4.Once the scar off the wound, without obvious inflammation and pigmentation, you can use some light-shade liquid and cosmetics. For those post-inflammatory hyperpigmentation(within one month after surgery) patients, we often use hydrocortisone cream with glycolic acid or retinoic acid accompanied by a small amount of compound hydrocortisone preparation. Most patients can recover within 1 to 2 months. If the patient is allergic to hydroquinone, retinoic acid, or azelaic acid, you can use the desensitization therapy or use other type of drugs. You should minimize the possibility of second inflammatory pigmentation. It is an essential part in our clinic practice, and that is why we have your special attention. Although the pigmentation is temporary, which can itself go away, the use of hydroquinone cream, UV protection will dissipated this phenomenon as soon as possible.

5.Using pulsed CO2 laser to grind skin, the side effect is not common, but postoperative erythema, which typically lasts 6 to 12 weeks, should not be treated as a complication, such as long erythema duration or local skin hardening probable means early scars. Milium and acne can occur, esp. when you use some oil-gas-tight ointment after surgery. Using some retinoic acid medicine may help you to reduce or remove milium, local use or eat some oral antibiotics can control wound infection and it is also helpful to treat acne.

6.In any surgical procedure, infection can lead to complications which you should do bacterial culture and take the broad-spectrum oral antibiotics.

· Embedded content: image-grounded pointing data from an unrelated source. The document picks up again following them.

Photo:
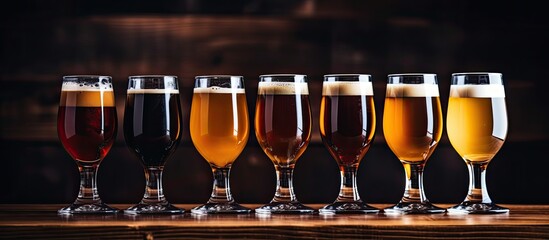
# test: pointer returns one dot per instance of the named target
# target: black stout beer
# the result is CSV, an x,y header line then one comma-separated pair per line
x,y
347,120
86,122
283,120
152,122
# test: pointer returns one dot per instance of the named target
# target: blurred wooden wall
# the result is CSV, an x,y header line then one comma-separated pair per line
x,y
43,40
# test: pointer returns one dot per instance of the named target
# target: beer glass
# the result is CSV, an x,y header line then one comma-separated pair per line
x,y
347,127
412,125
477,127
86,126
283,130
219,130
152,129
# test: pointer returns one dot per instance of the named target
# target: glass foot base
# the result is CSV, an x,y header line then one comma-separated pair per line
x,y
348,207
477,208
212,208
154,208
88,208
413,208
284,207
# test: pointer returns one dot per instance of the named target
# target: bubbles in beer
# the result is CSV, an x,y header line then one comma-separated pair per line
x,y
477,91
213,90
347,89
412,90
283,88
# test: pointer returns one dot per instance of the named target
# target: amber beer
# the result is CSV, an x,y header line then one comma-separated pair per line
x,y
476,120
87,122
283,120
152,124
412,120
347,120
219,124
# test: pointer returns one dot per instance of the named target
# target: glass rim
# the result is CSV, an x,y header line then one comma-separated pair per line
x,y
347,74
86,76
151,76
476,73
411,74
218,76
282,75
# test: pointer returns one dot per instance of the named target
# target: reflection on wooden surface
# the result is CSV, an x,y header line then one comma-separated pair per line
x,y
42,221
41,42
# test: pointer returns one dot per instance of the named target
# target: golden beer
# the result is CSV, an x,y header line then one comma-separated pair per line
x,y
347,120
219,124
412,120
283,121
476,120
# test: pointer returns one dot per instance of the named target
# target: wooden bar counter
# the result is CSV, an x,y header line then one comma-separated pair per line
x,y
32,221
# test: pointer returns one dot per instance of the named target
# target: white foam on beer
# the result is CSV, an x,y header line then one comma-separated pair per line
x,y
218,90
477,91
73,86
153,91
282,88
347,89
412,90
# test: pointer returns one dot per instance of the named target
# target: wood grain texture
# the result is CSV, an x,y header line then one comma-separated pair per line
x,y
42,222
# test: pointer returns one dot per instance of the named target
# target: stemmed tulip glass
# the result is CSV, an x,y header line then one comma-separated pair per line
x,y
412,125
477,128
283,130
219,130
152,129
86,126
347,127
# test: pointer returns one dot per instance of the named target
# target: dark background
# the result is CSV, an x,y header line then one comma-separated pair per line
x,y
43,40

If the patient has a history of herpes simplex infection may easily have wound infection, you’d better use some drugs to prevent and do more local wound care, similarly, wound infection can also localized use topical antiviral agents. For those who just started to take the retinoic acid drugs right before operation, you should give some advice and explanation by routine. For those who are taking can be allowed before surgery, but at the first stage of post operation, patients can not take in order to avoid excessive stimulation.

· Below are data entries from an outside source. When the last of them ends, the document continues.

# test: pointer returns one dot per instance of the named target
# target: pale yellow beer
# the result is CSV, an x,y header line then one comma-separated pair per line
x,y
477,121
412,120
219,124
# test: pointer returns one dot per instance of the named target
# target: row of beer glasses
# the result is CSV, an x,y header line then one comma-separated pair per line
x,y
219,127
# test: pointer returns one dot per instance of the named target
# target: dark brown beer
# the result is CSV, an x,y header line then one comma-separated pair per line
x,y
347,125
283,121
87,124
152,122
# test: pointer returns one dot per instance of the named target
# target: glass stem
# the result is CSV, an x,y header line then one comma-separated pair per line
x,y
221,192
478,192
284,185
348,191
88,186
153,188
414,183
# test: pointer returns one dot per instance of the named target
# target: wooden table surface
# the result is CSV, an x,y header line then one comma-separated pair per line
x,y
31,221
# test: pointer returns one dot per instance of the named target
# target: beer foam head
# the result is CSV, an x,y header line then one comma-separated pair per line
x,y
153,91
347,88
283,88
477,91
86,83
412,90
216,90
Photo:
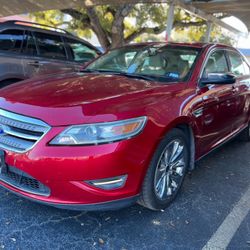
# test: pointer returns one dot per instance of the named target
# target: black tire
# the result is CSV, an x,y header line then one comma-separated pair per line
x,y
149,195
245,134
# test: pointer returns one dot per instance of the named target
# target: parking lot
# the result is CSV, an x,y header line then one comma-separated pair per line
x,y
203,209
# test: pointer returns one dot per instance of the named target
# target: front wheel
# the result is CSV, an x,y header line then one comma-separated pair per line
x,y
166,171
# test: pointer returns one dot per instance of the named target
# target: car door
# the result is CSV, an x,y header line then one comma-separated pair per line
x,y
52,54
80,53
240,68
216,115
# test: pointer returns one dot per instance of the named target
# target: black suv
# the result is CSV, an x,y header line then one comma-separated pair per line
x,y
28,49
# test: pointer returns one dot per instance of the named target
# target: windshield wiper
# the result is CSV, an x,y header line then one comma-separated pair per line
x,y
138,76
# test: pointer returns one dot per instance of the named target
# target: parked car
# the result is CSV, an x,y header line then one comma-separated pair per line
x,y
30,49
126,129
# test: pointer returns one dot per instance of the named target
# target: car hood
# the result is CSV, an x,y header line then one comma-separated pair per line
x,y
76,98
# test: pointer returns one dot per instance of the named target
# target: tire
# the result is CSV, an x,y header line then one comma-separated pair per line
x,y
165,162
245,134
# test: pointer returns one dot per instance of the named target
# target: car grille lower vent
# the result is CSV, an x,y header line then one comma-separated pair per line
x,y
22,181
20,133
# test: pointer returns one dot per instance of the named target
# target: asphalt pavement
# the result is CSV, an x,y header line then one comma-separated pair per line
x,y
209,198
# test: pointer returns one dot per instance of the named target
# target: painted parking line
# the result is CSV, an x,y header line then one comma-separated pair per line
x,y
224,234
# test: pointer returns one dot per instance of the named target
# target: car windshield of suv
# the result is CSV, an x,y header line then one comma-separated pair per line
x,y
162,63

7.Using any kind of grinding technology will appear scar if the doctor can not grasp the depth of intraoperative grinding, which, in some way, will damage the dermis layer. In addition, for those who take retinoic acid drugs recently, or postoperative patients with secondary wound infection will increase the risk of scar.

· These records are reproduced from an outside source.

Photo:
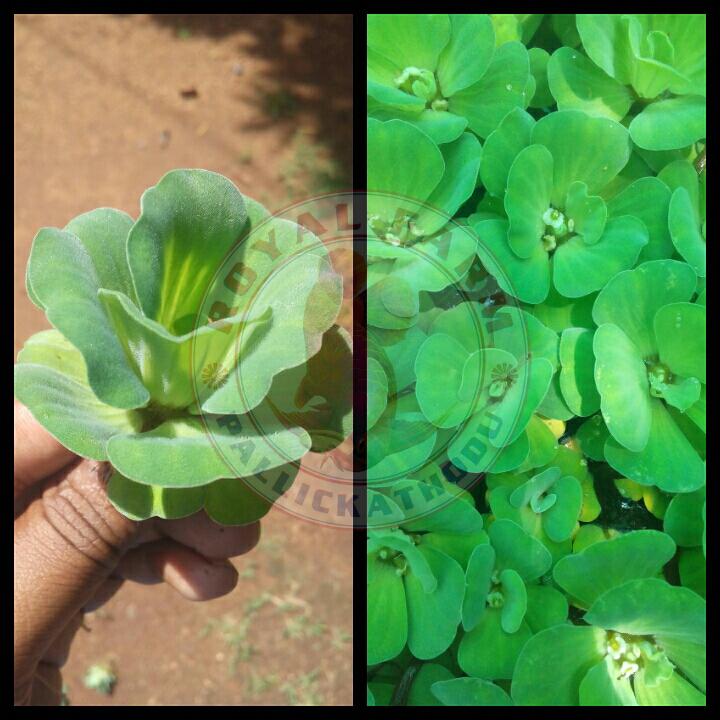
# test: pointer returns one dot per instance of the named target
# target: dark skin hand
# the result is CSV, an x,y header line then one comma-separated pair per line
x,y
73,551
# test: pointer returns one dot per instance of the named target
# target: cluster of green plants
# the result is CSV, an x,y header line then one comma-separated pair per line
x,y
536,360
193,348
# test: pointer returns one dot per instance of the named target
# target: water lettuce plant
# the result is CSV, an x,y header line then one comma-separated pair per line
x,y
191,348
536,502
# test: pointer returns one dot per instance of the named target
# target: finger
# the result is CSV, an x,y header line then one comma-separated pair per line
x,y
106,591
37,454
66,545
208,538
186,571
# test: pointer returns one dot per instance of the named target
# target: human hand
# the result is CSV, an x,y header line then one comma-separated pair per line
x,y
73,551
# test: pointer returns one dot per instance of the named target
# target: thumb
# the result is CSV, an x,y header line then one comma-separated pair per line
x,y
67,543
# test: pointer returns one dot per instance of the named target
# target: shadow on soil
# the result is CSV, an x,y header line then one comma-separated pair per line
x,y
309,73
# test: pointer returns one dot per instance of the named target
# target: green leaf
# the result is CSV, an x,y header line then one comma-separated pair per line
x,y
188,223
668,461
588,149
673,691
527,280
560,520
409,39
517,550
601,687
377,384
64,279
103,233
605,39
488,652
470,692
631,299
477,584
542,97
152,350
580,269
685,230
546,607
577,371
406,162
502,147
427,677
553,664
433,617
239,501
307,281
650,607
203,450
529,190
683,519
515,597
670,124
462,162
141,502
648,200
317,395
591,437
51,381
602,566
588,213
467,56
386,615
577,84
621,379
689,657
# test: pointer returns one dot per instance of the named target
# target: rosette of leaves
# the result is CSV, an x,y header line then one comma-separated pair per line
x,y
558,230
647,68
415,590
444,73
650,373
193,404
504,602
547,505
415,187
644,642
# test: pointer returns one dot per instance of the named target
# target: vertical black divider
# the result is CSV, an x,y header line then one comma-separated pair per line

8.Generally speaking, dark-shade is necessary at the following 3rd to 6th months after the required time, because ultraviolet light may lead to irregular pigment changes in the process of wound healing. Opaque shading materials (including titanium dioxide, etc.) are perfect basic supplies, which play dual roles in shelter and light-shade. Most patients are unwilling to back to their daily life until the surgical part can be covered by makeup and the swelling is fully subsided (often more than ten days). And normally, the patient should come back to the clinic to have a postoperative review at 1st, 3rd, 4th and 8th weeks, take and leave photos.